Another advantage of fractional ownership is that it provides a steady stream of passive income. Rental income from the property is typically distributed among investors based on their share in the asset, say experts.

"One of the primary advantages of fractional ownership is the high rental yield of 8-9 per cent, which can provide investors with a steady income stream," said Shiv Parekh, founder, hBits, an online platform that aims to achieve an AUM of Rs 1,000 crore in next 3-5 years.

Additionally, fractional ownership can offer investors an internal rate of return (IRR) of 15 per cent or more, making it a potentially lucrative investment option.

Fractional ownership is currently estimated at about Rs 3,000 crore and is expected to grow, fueled by increasing awareness and adoption of digital technologies, as well as government infrastructure development initiatives, say experts.

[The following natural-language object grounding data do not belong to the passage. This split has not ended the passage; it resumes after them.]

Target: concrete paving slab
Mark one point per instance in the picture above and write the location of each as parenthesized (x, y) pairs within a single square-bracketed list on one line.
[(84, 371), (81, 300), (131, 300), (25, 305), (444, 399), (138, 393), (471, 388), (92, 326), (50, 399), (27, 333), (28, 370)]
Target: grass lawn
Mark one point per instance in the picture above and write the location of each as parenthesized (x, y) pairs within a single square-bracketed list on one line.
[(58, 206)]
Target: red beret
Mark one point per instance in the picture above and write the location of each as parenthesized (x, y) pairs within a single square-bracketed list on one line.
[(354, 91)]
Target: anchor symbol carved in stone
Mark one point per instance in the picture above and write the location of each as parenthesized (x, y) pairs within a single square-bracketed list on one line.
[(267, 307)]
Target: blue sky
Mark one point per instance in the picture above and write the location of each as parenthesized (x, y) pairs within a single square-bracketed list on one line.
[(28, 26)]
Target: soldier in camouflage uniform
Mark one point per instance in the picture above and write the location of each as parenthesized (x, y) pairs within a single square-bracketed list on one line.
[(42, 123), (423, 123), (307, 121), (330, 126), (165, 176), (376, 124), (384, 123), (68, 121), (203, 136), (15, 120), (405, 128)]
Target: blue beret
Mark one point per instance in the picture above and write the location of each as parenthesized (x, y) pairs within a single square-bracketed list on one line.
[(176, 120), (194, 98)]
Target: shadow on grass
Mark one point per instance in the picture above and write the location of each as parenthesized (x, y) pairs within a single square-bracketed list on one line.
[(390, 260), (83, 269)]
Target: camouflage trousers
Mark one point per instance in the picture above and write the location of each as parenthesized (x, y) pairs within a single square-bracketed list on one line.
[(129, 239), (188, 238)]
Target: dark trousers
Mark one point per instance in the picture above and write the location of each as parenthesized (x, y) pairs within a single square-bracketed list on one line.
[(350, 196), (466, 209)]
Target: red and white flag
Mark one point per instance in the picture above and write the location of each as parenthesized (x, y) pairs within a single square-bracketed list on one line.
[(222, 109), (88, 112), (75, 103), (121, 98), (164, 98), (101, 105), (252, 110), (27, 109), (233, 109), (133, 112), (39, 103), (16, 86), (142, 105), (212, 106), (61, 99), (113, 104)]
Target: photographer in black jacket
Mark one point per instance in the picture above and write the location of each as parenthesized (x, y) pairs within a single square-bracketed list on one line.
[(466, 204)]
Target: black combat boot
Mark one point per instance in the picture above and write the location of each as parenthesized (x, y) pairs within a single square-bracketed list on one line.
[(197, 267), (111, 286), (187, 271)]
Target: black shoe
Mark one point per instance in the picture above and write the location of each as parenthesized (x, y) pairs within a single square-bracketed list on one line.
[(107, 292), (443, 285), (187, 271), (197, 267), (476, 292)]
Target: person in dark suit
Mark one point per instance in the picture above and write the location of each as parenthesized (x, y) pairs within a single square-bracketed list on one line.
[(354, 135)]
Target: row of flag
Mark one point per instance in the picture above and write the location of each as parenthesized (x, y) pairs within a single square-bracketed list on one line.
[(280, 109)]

"Fractional ownership currently represents a small percentage of the overall real estate market, which is estimated at over $100 billion. However, this is expected to grow significantly in the years ahead as more investors seek alternative options to diversify their portfolios and mitigate risk," Parekh said.

Moreover, the ownership process is online and eliminates the need for physical documentation, saving time and effort for investors. Additionally, exit options are available on the platforms, making it easy for investors to liquidate their investment if necessary.

Industry experts say fractional platforms provide landlords and developers with access to reliable private equity capital that is diversified across a large investor base. Previously, developers had to seek individual HNI investors, greatly limiting the potential buyer pool and making the entire process time-consuming and cumbersome.

“Tech-oriented fractional ownership platforms are redefining how investors access and own real estate and are the need of the hour to bridge the gap between developers and investors in the realty ecosystem. Such platforms have given retail investors access to high-value commercial real estate properties that were previously out of reach owing to high entry hurdles,” Vir said.

They provide long-term professional property management, tenancy, rent collection and maintenance, making the entire experience for an investor hassle free, Vir added.

Most investors prefer properties with part ownership ranging from Rs 25 lakh to Rs 1 crore, owing to higher and steady returns. It can vary depending on specific market conditions and individual preferences, experts said.

Most recognised fractional platforms have a minimum ticket size of Rs 25 lakh, and the average investment in tier-1 cities is Rs 40 lakh.

Investors see a lucrative return on investment every month on a 25 lakh investment, which is another reason for the market's acceptance of this ticket size.

Properties in this range are likely to have a stable rental income, making it an attractive option for those seeking a steady income stream and a balance between affordability and potential for high returns, Parekh said.

However, some experts cite some drawbacks to fractional ownership. Investors may have limited control over the property, as decisions surrounding it may be made by the investment group or trust. There may also be restrictions on selling the ownership stake, which could limit the liquidity of the investment.